4. Lederach Golf Club. Harleysville, PA. Lederach is another one of these courses that opened up thinking they were going to be able to charge a fortune, and just sit back and watch the money roll in. The only problem was they forgot to design a decent golf course. Worst set of greens I’ve ever seen. Ever. Throw in some partially completed housing complexes, and some really large piles of dirt, and you’ve got Lederach. People have caught on. I think you can play there for about a thirty spot these days. On the upside, nice dining area, and a decent range.
5. Kimberton Golf Club. Phoenixville, PA. Kimberton has all the qualifications. Up and back monotony is its most distinct feature, and of course there are the 150 yard birdhouses. At one time they charged an obscene amount to play this place, but as competition has sprung up they have lowered the price. But that’s the point…there is always a better option. Sealing its fate as a banned course is the 6th tee, which has been a driving range mat for as long as I can remember. You’d think at some point they’d grow some grass on this tee. Also, it is home to a population of very strange Goose/Swan/Duck hybrids, and that’s just not natural.
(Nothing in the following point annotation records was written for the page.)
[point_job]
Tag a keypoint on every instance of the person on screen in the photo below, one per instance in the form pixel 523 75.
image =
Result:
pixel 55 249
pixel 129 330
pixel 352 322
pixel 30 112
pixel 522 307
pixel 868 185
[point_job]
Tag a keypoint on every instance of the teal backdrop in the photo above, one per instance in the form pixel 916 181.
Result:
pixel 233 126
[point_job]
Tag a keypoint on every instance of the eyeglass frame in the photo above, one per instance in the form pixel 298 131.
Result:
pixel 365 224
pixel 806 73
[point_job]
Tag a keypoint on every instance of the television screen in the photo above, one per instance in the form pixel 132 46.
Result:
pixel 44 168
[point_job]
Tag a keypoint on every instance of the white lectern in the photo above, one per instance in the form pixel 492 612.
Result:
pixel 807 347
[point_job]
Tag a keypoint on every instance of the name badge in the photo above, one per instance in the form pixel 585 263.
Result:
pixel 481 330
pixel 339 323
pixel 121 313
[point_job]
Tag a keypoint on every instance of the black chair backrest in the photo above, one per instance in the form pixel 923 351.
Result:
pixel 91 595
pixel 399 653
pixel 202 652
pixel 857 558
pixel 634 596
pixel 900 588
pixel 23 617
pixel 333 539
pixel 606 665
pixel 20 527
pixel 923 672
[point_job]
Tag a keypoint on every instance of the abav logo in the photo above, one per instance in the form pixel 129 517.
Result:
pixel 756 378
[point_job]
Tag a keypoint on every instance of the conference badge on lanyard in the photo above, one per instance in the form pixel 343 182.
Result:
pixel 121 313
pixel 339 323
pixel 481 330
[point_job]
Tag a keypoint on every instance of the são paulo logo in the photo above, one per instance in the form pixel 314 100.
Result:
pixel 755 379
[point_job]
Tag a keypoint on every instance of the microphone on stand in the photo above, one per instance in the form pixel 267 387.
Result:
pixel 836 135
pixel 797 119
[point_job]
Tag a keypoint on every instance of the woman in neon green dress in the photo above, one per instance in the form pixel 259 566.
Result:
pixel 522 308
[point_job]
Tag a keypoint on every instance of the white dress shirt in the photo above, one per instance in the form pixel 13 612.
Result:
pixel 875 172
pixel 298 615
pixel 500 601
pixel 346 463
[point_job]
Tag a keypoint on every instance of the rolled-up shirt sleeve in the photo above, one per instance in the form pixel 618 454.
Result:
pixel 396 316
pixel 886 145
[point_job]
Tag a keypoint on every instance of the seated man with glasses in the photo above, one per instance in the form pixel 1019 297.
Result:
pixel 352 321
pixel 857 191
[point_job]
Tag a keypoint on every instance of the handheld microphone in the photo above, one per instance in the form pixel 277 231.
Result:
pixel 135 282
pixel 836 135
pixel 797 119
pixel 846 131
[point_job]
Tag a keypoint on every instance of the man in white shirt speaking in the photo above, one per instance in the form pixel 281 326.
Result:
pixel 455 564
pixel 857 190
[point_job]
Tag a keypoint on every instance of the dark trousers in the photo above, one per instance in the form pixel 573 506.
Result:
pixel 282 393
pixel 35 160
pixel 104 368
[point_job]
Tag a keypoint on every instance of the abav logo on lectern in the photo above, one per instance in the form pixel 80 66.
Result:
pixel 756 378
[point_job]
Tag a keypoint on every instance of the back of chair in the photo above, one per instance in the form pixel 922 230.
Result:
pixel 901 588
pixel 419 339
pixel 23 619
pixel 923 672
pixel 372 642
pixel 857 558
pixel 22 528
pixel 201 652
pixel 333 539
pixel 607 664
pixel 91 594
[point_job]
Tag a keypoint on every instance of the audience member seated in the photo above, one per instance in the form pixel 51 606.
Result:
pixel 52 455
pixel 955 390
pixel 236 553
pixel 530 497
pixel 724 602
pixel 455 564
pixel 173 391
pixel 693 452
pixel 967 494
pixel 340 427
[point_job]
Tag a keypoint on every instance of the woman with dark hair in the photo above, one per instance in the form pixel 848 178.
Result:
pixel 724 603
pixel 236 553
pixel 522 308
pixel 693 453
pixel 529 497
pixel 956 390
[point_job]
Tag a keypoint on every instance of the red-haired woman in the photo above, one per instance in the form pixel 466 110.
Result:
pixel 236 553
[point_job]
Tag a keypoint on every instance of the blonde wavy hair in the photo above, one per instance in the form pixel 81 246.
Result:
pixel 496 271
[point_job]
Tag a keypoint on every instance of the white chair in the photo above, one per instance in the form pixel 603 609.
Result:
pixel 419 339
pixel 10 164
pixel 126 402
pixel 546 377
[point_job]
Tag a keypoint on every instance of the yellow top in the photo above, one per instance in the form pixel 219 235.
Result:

6. Springfield Country Club. Banned by reputation. From what I’ve heard Springfield Country Club has a tendancy to be allergic to grass. Get there early in the season, or be prepared to leave with a thin coat of dust on everything you brought.
7. Loch Nairn. Loch Nairn is just another hot mess. Located in Toughkenamon, it’s your standard short, up and back, cramped dogleg disaster that isn’t worth playing in an era when other reasonable public course options exist.
8. Riverwinds. West Deptford, NJ. This place is awful. Playing it right now. Greens suck, fairways suck, bunkers are unrecognizable, slow play, fairways end arbitrarily into hazards. Worst. Course. Ever. But, the cart girl was smoking, so I suggest showing up, and just nosing around the grounds for a bit.
In Memorium: Valley Forge. Valley Forge at one time was the epitome of banned. The signature of Valley Forge was the uniformly cut grass. It seemed everything was the same height. Stupid doglegs, slow play, tiny greens, it was a nightmare. Thankfully, the land Valley Forge sat on became too valuable, and the site is destined to become housing.